Much like cloud and other technology that is used by IT and only later given a catchy, marketable name, IT has been involved in collecting, analyzing, and making decisions based on big data for, well, ever.
Whether it has focused on quality of service, bandwidth management, or performance, IT has collected big operational data and used it to make decisions that improve the quality and security of service delivery. So it was somewhat bemusing to read Joe McKendrick’s blog on big data and discover that most organizations consider data analysis a business function, not an IT function.

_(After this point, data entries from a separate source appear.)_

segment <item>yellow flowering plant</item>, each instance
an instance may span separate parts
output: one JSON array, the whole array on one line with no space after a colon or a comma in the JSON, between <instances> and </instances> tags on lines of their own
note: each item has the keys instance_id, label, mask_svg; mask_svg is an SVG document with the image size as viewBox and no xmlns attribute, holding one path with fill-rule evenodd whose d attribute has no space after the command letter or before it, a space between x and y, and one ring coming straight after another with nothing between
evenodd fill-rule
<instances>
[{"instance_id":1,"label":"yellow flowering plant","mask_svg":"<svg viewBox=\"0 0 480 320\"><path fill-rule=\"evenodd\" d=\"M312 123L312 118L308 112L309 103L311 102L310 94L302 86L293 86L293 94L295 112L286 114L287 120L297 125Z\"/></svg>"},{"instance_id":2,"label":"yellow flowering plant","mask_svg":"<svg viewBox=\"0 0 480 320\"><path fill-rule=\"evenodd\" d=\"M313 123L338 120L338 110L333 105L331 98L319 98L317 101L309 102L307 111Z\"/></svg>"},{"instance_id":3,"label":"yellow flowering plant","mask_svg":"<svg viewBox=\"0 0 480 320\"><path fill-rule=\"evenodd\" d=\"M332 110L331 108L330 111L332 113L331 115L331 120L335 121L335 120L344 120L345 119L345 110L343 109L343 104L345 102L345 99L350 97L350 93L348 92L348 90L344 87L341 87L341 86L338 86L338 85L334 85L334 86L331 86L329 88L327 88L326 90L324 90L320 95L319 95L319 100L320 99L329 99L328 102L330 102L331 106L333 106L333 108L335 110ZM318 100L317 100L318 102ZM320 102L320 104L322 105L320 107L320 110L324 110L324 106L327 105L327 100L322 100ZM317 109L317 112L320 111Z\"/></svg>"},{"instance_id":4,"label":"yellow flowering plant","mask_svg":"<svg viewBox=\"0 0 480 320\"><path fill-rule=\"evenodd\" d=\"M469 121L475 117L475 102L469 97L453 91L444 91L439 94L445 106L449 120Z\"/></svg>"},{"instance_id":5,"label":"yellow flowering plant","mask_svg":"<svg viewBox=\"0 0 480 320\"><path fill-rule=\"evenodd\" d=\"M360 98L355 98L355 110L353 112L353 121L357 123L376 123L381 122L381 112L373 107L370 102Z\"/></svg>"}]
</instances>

Today, 95% of businesses do not consider data analysts a part of their IT staff. Instead, companies are now distributing that expertise to line-of-business groups throughout the company. The majority of respondents (58%) report data management is now embedded throughout their business as a dedicated function.
While we certainly don’t give the title “data analyst” to the folks in operations who can glance at a CPU utilization chart and immediately deduce that a memory leak is occurring and causing the system to overprovision resources as a compensatory measure, that’s exactly what these seasoned IT operators are doing – data analysis. It just so happens that they’re focused on operational data, not business data. They’re aggregating across the whole of the data center (and increasingly the cloud) and analyzing operational trends in order to address operational issues like performance, resource consumption, and security as quickly as possible.
Big Operational Data, as it were, has been the foundation of improving operations for as long as log aggregators and inline monitoring solutions have been deployed in the data center. Much in the way we marvel at the ability of old school assembly programmers to peruse a Matrix-like screen full of hex codes and point at two instructions as the root cause of a problem, so do operators today analyze logs and output and charts produced by a menagerie of infrastructure services and rapidly deduce through their analysis from whence a problem originates.
The Convergence of BIG Business and Operational Data
Big operational data has the potential to add significant value to the business. In a world where micro-seconds of delay translate to lost revenue and customers, it is imperative that operations be able to quickly track down the causes of delay and redress. That means analyzing operational data and making decisions to reroute traffic, tweak policies, or turn on services that will improve performance, resource utilization or security.
Additionally, some big data is equally valuable to both IT and the business. Browser, location, identity, device form factor. These pieces of data are pertinent to operations as it enables the codification of policies regarding access and security and to business to understand the habits and preferences of its (potential) customers. This data exists across a variety of systems in the data center (and without) and must be used by both operational and business data analysts alike if organizations are to fully take advantage of big data.
There are plenty of ways in which IT can take advantage of big operational data – from more tailored delivery policies to improving the bottom line through better provisioning of resources and optimizing performance. Doing so, however, requires analysis of the data, either formally or informally. Data analysis, whether of operational or business data, is still analysis.
There is a role for IT operations in big data, and big data has a role in IT operations.